General business environment
Despite ongoing stress among some service-based firms, the two economists said that some measures indicate the general business environment has remained more stable than in the last recession.
The 2007-09 financial crisis and recession resulted in a significant increase in business bankruptcies and a sharp reduction in new businesses.
“Unlike that recession, bankruptcies in Nebraska have been relatively muted, mirroring the nation,” the report said. “In addition to fewer businesses closing or entering bankruptcy, new businesses have also continued to form, though to a lesser degree in Nebraska. The limited number of bankruptcies and uptick in new businesses has likely been due, at least in part, to significant fiscal and monetary policy support over the past year.”
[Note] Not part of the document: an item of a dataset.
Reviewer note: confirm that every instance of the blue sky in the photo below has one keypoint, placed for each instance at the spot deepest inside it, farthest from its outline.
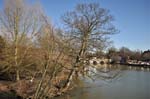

The housing market also has continued to strengthen during the course of the pandemic, the two economists found. Kauffman and McCoy said home prices have continued to rise at a strong pace over the past year and housing starts also have edged higher. In Nebraska, home prices are up over 8% from a year ago, though this increase is slightly lower than the nation overall.
“At the start of 2021, Nebraska’s economy appeared to be positioned better than most other states,” the report said.
Kauffman and McCoy said that employment was at, or near, pre-pandemic strength in many industries.
“Conditions in rural parts of the state have been more stable than both metro areas and other rural areas nationwide,” they wrote.
Leading economic indicator
Recently, the Survey of Nebraska Business reported that the state’s leading economic indicator rose again during February, according to the most recent report from the University of Nebraska–Lincoln.
The leading indicator rose 1.05%, marking the fifth consecutive monthly increase.
“The consistent increase in the indicator suggests that economic growth will be solid in Nebraska through the summer of 2021,” said economist Eric Thompson, director of the Bureau of Business Research at the university.
Rising manufacturing activity and strong business expectations were the primary reasons for the improving indicator.
“There was a sharp increase in manufacturing hours worked in February, while respondents to the Survey of Nebraska Business reported plans to expand sales and employment,” Thomson said.
Airline passenger counts also rose modestly but remain far below pre-pandemic levels.
Among declining factors, there was an increase in the value of the U.S. dollar in February. A higher-valued dollar is challenging for agricultural producers, manufacturers and other Nebraska businesses that compete in international markets.
The Federal Reserve economist said that “stability has been a feature of Nebraska’s economy in recent recessions for a variety of possible reasons, including the composition of industries most prevalent in the state.”
“While significant business and economic challenges still remain, the stability of Nebraska’s economy is likely to position the state well for a return to steady growth in coming months,” Kauffman and McCoy concluded their report.